Die Erfolgsstory von Jenson Button ist wie ein Märchen, noch im Februar war er arbeitslos. Das Porträt des neuen Champions.

Sao Paulo - Im Februar arbeitslos, Anfang März als Hinterbänkler abgestempelt, seit Sonntag der 32. Weltmeister der Formel-1-Geschichte.

Die Erfolgsstory von Jenson Button liest sich wie ein Märchen. Gemeinsam mit Superhirn Ross Brawn hatte er die Konkurrenz zu Saisonbeginn mit sechs Siegen in sieben Rennen überrumpelt und den Vorsprung bis ins Ziel gerettet (DATENCENTER: Das Rennergebnis).

Einen Saisonstart wie Button hatte in den letzten 44 Jahren nur Michael Schumacher 1994 und 2004 geschafft.

Scheidung als Antrieb

Der Antrieb des neuen Weltmeisters liegt angeblich auch in der Scheidung seiner Eltern begründet. Wenn der kleine Jenson, bei der Trennung sieben Jahre, erfolgreich Rennen fuhr, waren Vater John und Mutter Simone in ihrem Stolz und ihrer Freude vereint.

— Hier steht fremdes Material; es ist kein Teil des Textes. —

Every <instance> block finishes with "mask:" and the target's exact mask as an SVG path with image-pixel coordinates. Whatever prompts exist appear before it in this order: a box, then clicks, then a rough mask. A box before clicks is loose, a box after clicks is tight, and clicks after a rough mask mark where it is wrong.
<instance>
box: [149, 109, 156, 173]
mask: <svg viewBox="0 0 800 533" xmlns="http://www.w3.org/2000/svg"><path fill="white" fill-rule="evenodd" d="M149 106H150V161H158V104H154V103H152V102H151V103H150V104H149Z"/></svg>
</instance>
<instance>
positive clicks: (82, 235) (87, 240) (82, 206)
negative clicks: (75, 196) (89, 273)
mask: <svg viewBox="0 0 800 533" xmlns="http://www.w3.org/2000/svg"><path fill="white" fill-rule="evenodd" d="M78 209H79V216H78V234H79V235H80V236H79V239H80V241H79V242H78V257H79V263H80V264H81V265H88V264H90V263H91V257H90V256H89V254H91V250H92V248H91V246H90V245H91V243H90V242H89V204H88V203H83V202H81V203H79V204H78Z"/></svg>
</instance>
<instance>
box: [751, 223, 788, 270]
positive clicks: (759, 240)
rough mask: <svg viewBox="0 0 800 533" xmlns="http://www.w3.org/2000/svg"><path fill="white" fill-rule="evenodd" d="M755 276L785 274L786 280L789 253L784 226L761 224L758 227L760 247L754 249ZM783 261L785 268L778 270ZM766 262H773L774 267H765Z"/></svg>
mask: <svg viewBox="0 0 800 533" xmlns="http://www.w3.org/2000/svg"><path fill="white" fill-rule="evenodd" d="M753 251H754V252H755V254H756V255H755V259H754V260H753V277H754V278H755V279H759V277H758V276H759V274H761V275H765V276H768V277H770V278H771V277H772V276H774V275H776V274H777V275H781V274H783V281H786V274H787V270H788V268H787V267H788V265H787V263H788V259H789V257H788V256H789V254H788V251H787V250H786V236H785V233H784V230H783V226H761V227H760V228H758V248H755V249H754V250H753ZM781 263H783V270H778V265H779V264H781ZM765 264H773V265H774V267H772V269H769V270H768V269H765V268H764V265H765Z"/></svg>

Als Button, der 2000 als Teamkollege von Ralf Schumacher bei Williams in die Formel 1 einstieg, für wenige Monate der große Überflieger war, versuchten die Medien, ihm das Image eines Charakterkopfes zu verpassen. Das will Button jedoch gar nicht. Er ist einfach ein netter Kerl.

Keine großen Sprüche

Egal, wie sehr er gereizt wurde, zu großen Sprüchen ließ er sich nie hinreißen. "In meiner Position muss man sehr vorsichtig sein mit dem, was man sagt. Wenn ich mich an einem Rennwochenende draußen bewege, bin ich Repräsentant und habe die Belange großer Sponsoren zu bedenken."

Auch sein ehemaliger Teamchef Flavio Briatore (bei Renault 2002) versuchte, den hochtalentierten Button stets zu reizen, um Reserven zu mobilisieren. "Er war sehr geduldig, sehr ruhig, einfach sehr englisch", meinte Briatore: "Wie gerne hätte ich ihn mal wütend oder aufbrausend gesehen. Ich dachte immer, dass er doch endlich mal die Geduld mit uns verlieren und anfangen müsste, mehr Forderungen zu stellen."

Sein Talent, ein starkes Auto und Superhirn Ross Brawn an seiner Seite reichten am Ende aber zum Titel.